Monday, October 11, 2010

Drums and Hearts Pounding in South Dakota Today!

Disagreement surrounds Columbus Day, just like disagreement surrounds everything else these days.  The Native Americans have a good point when they take their could Columbus "discover" America when the Native Americans were already living here.  Kudos to South Dakota for celebrating "Native American Day" today instead of Columbus Day. 

Crazy Horse Mountain
There's no place I'd rather be today than at the Crazy Horse Memorial as the South Dakota Symphony Maestro Delta David Gier conducts a 35-member Chamber Orchestra and the Porcupine Singers, led by Melvin Young Bear of the Pine Ridge Reservation.  Traditional Lakota drums will beat along with other Euro-classical orchestral instruments.  Now, how positively rich and inspiring would that have to be! 

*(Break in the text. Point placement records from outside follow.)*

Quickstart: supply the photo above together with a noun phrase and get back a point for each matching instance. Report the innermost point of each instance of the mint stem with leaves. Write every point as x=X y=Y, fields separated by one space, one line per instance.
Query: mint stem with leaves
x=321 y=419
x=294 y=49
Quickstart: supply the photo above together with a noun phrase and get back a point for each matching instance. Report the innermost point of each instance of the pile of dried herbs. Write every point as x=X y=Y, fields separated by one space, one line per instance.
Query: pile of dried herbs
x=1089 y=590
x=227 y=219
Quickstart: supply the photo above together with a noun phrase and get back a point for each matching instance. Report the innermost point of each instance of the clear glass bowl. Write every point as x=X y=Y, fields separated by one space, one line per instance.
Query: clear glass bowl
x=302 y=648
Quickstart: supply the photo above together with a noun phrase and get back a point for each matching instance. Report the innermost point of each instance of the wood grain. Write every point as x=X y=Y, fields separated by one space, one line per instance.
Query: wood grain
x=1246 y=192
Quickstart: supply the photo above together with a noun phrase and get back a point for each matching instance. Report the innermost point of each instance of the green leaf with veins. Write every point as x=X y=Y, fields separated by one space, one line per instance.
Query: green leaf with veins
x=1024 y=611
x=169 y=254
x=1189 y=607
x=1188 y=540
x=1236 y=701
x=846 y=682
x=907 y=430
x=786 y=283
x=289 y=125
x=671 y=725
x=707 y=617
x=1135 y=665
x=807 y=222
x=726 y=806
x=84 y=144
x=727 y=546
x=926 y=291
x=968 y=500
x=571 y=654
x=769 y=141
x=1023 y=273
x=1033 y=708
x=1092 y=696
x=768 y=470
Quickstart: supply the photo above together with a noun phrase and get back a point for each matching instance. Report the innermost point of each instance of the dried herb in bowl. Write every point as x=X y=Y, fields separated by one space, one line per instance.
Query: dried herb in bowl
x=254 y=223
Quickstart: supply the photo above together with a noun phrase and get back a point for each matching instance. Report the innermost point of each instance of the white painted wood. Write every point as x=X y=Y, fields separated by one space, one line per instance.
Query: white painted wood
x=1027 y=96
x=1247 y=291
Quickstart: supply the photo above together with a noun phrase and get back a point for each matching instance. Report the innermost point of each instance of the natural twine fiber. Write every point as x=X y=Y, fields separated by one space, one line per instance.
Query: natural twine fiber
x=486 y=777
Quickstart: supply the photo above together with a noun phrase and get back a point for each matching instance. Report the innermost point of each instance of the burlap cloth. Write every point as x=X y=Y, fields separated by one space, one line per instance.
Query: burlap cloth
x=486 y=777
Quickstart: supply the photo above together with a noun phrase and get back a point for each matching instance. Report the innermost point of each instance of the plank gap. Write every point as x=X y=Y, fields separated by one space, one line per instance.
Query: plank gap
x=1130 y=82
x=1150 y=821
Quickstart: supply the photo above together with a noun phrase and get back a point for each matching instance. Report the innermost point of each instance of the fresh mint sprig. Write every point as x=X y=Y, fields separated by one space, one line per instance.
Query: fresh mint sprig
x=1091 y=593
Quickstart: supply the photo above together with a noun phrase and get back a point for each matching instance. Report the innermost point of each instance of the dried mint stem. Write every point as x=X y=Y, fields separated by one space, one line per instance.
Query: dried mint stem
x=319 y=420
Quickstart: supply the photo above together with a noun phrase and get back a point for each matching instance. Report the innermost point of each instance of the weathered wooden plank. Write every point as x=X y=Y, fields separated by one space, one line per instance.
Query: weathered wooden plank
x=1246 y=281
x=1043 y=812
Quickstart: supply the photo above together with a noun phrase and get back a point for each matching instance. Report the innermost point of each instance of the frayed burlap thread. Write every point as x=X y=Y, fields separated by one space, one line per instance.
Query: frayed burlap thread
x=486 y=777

The statuesque mountain carving, the prayerful sacredness of the music echoing through the hills, and the Native American energies will have to reach up to the very heights of heaven and stir the Great Spirit into a pow-wow of his own. 

Each year the day includes educational programs for the public, Native American singers, dancers, artists and storytellers, hands-on activities for children, a "blast" on the mountain carving (weather permitting), and a free buffalo stew lunch for all visitors.  Man alive, would I love to be there!

Today's Trivia:  For the Native American, song is traditionally the chief means of communicating with the supernatural powers, such as for the bringing of rain, success in battle, or curing of the sick.  Singing is nearly always accompanied at least by drums.  Various types of drums and rattles are the chief percussion instruments.  Wind instruments are mainly flutes and whistles.